L’apogée de la médiatisation a lieu en 1991, à l’aide d’une campagne télévisée qui promeut le slogan Rennes, vivre en intelligence. S’ensuit l’arrêt brutal de la promotion à cause d’un contexte national et local morose (le chômage, l’affaire du sang contaminé…). S’opère alors un recentrage vers la proximité et la médiation avec la population locale tout au long des années 1990. En 2004, la promotion externe est relancée, sous l’influence des nouvelles valeurs territoriales dominant dans la société que sont le développement durable, la démocratie participative et les préoccupations environnementales, et dans la continuité du positionnement rennais qui se veut culturel et innovant. Les valeurs historiques sont peu diffusées et il est envisageable de considérer que ce rejet participe d’une volonté d’image de ville innovante, qui va de l’avant, moderne, à la pointe, jeune… Le lexique de la promotion rennaise nie son histoire urbaine, si chère à de nombreuses villes (Blois, Tours, Angers, Chartres…). La ville ne rassure pas sur l’enracinement et les valeurs patrimoniales mais affirme un avant-gardisme qui la valorise : Rennes est très bien évaluée par sa population et les palmarès de la presse française la notent particulièrement bien dans les années 1990. La domination de la jeunesse estudiantine dans la société rennaise incite à la mise en avant de ces valeurs d’innovation et atténue les valeurs traditionnelles liées au patrimoine.

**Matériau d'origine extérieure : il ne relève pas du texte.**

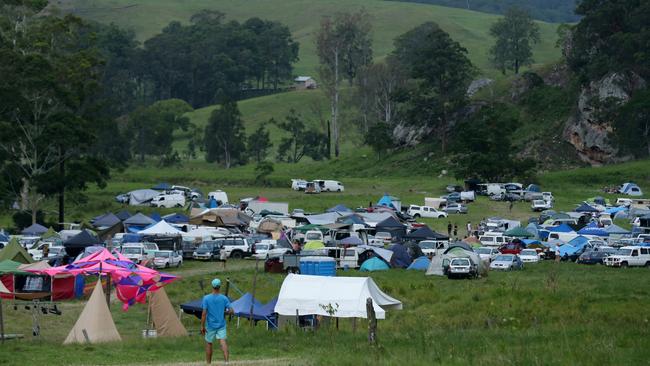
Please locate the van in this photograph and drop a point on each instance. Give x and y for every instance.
(330, 185)
(220, 196)
(168, 201)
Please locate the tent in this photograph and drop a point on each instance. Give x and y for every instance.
(305, 295)
(15, 252)
(374, 264)
(312, 245)
(176, 218)
(420, 264)
(585, 207)
(34, 230)
(392, 226)
(95, 324)
(339, 208)
(401, 257)
(79, 242)
(519, 232)
(424, 233)
(161, 228)
(164, 316)
(106, 220)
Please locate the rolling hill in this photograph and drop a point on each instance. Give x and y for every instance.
(389, 19)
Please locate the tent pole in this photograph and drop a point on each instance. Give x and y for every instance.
(257, 262)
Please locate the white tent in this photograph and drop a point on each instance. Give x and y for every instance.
(95, 321)
(313, 294)
(160, 228)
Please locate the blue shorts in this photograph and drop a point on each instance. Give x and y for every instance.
(212, 334)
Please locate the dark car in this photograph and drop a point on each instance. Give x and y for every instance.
(593, 257)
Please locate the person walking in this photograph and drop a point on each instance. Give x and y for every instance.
(213, 320)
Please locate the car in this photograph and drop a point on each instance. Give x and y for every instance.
(506, 262)
(529, 256)
(208, 250)
(541, 205)
(167, 258)
(425, 211)
(455, 208)
(594, 257)
(630, 256)
(487, 254)
(461, 268)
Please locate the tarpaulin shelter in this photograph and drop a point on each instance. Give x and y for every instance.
(34, 230)
(305, 295)
(160, 228)
(15, 252)
(401, 257)
(79, 242)
(164, 317)
(586, 208)
(392, 226)
(176, 218)
(420, 264)
(95, 324)
(519, 232)
(374, 264)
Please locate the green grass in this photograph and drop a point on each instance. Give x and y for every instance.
(546, 314)
(389, 19)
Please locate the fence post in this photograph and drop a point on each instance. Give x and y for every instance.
(372, 322)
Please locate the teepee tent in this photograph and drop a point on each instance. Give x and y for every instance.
(164, 317)
(95, 322)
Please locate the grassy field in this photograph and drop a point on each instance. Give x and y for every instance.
(389, 20)
(546, 314)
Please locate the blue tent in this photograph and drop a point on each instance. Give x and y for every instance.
(420, 264)
(563, 228)
(176, 218)
(584, 207)
(593, 229)
(401, 257)
(373, 264)
(339, 208)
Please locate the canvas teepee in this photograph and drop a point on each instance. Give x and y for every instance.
(96, 320)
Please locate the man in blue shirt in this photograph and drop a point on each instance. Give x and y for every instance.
(215, 306)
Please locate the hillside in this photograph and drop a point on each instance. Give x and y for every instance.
(389, 20)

Pourtant, la contradiction entre patrimoine et modernité est séduisante en formant des images globales qui sont moins en conflits de sens qu’en complémentarité pour permettre la métropolité.

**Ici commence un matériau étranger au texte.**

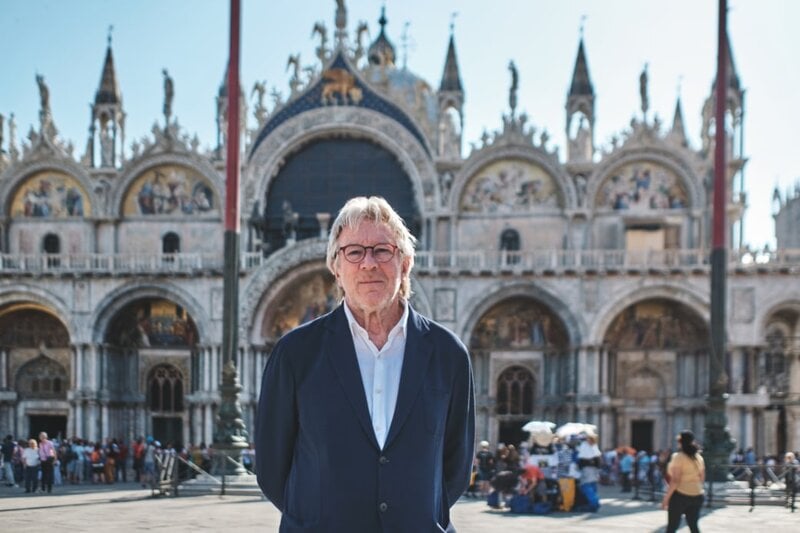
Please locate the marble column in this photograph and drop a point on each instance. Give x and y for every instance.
(4, 369)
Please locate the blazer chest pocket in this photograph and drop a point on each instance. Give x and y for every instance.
(435, 404)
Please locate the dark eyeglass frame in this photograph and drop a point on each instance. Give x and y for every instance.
(363, 254)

La volonté d’agir fortement pour développer une image avant-gardiste est aussi une réaction face à la crainte d’un déterminisme lié à la Bretagne, cette région périphérique aux paysages maritimes et au patrimoine celtique, porteuse sur le plan touristique mais qui enferme la région dans une fonction résidentielle et balnéaire. Rennes préfère rester à bonne distance des forts symboles bretons, stéréotypés et réducteurs, au détriment des flux touristiques puissants qui passent par la rocade rennaise pour se rendre sur le littoral… sans visiter la capitale. Elle traduit la toponymie de ses rues en breton bien que la langue bretonne n’ait jamais été localement parlée à Rennes, mais aucune autre action en faveur de la culture bretonne n’est déployée. Il s’agit pour Rennes de ne pas subir l’effet ch’ti que connaît la région Nord – Pas-de- Calais et qui enferme dans une image porteuse ponctuellement mais réductrice. Le parlement de Bretagne, devenu fleuron de la ville depuis son incendie en 1994, est donc isolé en tant que symbole urbain, mais il est à noter les efforts du nouveau centre culturel Les Champs Libres pour élargir le champ du patrimoine local : l’exposition Arthur en 2008 et l’exposition Odorico en 2009, donnent une notoriété patrimoniale à Rennes, dimension incontournable pour s’afficher comme métropole complète.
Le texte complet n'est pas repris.